Pero no nos podemos dejar llevar por el pesimismo, pues –como seguía diciendo el Papa el día 12- “la fe nos sale al paso en estos momentos en los que todo comentario parece inadecuado. La palabra de Cristo es la única que puede dar respuesta a los interrogantes que desasosiegan nuestro espíritu.
Aunque la fuerza de las tinieblas parezca prevalecer, el creyente sabe que el mal y la muerte no tienen la última palabra. Aquí encuentra su fundamento la esperanza cristiana; aquí se alimenta, en este momento, nuestra confianza orante...”

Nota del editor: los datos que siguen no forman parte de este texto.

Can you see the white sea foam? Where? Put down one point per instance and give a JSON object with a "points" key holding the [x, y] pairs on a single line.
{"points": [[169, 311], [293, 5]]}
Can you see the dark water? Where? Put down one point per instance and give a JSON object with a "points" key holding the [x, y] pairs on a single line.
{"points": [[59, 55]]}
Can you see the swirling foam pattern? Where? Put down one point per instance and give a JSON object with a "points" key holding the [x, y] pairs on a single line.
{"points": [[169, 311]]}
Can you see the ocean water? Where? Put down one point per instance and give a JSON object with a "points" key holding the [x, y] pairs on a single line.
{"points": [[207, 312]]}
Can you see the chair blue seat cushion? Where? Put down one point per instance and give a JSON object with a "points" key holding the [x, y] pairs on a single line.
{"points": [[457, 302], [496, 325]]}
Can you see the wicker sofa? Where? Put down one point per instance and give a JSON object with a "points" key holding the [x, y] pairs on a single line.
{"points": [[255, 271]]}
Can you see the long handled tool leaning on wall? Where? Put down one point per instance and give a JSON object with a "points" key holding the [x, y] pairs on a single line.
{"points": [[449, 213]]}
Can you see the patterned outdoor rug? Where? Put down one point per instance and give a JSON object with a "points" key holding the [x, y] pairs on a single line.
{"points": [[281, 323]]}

El maligno, el demonio, y la malicia que el corazón del hombre es capaz de albergar parecen ganar la batalla. Pero Jesús, que quiso amar hasta morir en la cruz y que continúa sufriendo en cada persona que sufre, nos invita al verle colgado, clavado en la cruz, y aprender a abandonarnos confiadamente en Dios como Él supo abandonarse, sabiendo que Él saca de grandes males, grandes bienes. Él nos muestra que la guerra está ganada, aunque se pierda alguna batalla.
¿Qué puede haber de bueno en una cosa tan maligna? Quizá podamos comenzar una nueva era de relaciones entre todos los pueblos donde impere el amor y tanto egoísmo como ha habido en el siglo XX deje paso a un nuevo orden internacional.